It's dead easy to get started. If you want to spend an hour playing with a "lisp" you're only a small download away. Clojure could learn a thing of two from this..

It's also not dogmatic. You can use mutable and immutable versions of the same data structure.

Docs are concise: https://janet-lang.org/docs/index.html

Full API is here: https://janet-lang.org/api/index.html

[edit] I fully agree that "getting started" on Clojure is easier than used to be. Anyway I still think there is room for improvement.


You're 2 clicks away from having a fully-featured clojure environment + an interactive clojure tutorial, thanks to Calva (vscode clojure plugin) running in the browser:

- click here[0]

- click on SSO provider

More information here[1]. Of course, it'd be better to just use the Calva plugin with VSCode. That's a bit more than 2 clicks, maybe about 5.

On another hand, I don't mean to say that it's easy to start programming on Clojure, merely that it's now easy to try it out. There's a steeper learning curve than python or JavaScript, specially on the tooling side.

[0] https://gitpod.io/#https://github.com/PEZ/get-started-with-c...

[1] https://calva.io/get-started-with-clojure/


> It's also not dogmatic. You can use mutable and immutable versions of the same data structure.

However from their description and the complexity promises it looks like the immutable collections are literally just the mutable ones without mutation ability (similar to Java's immutable* wrappers) which greatly limits their effective usefulness.

> Full API is here: https://janet-lang.org/api/index.html

Sadly even worse than clojure's which is already not great.


> Sadly even worse than clojure's which is already not great.

I thought Clojure's immutable collections were generally considered good.
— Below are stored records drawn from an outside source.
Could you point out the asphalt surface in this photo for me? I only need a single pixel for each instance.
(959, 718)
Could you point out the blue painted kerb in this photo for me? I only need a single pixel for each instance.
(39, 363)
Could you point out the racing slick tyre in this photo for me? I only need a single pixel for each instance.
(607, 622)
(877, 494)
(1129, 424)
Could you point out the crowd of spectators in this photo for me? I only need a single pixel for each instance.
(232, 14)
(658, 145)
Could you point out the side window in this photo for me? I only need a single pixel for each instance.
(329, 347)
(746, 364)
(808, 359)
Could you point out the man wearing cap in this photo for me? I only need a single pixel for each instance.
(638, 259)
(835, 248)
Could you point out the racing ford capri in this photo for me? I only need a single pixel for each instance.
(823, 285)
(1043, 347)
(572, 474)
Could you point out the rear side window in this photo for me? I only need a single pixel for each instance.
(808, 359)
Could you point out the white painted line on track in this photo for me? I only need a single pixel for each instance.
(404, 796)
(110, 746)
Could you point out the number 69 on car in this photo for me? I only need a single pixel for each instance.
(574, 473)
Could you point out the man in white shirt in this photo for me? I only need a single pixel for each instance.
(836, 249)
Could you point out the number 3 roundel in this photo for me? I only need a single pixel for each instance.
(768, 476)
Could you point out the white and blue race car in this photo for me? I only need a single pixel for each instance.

What else would you consider "great"?

Edit: or was that a complaint about the quality of the documentation, not the quality of the immutable collections?


> Edit: or was that a complaint about the quality of the documentation, not the quality of the immutable collections?

Yes, sorry if that wasn't clear.


I think the HAMTs are pretty darn solid.

I think, however, that scala raised the bar with RRB trees over the trie-based immutable vectors. And using java strings is pretty sad...


> which greatly limits their effective usefulness.

Interesting

Why?

And what’s the alternative implementation?


Persistent collections with structural sharing (b-trees, HAMT, RRB-vectors, …).

I can absolutely understand not using them if the implementation is intended to be simple or the systems it's running on is resource limited, but simply removing the mutation bits of mutable collections is quite limiting as it incurs large overhead when actually working with them (you have to copy the entire thing every time you want to update anything).

Unless the collections are always kept quite small: modern architectures are very good at dense arrays, so modern immutable data structures are trees of small-ish arrays (usually a small number of dozens, IIRC Clojure uses 32-wide nodes).


I learned a lot. Thank you


Racket is also just 1 download away and even comes with an IDE.


It is little weird, but it's also really fun to work with, if you're doing things that don't need to ship yesterday.

Working with Janet has deepened my knowledge of the Win32 APIs, for example, because it makes writing small bits of C for interacting with them about as easy as that can be.

I also like how it makes data structures and functions look the same in terms of access, and how it handles nil.


I guess it's easy to parse, and excellent for macros!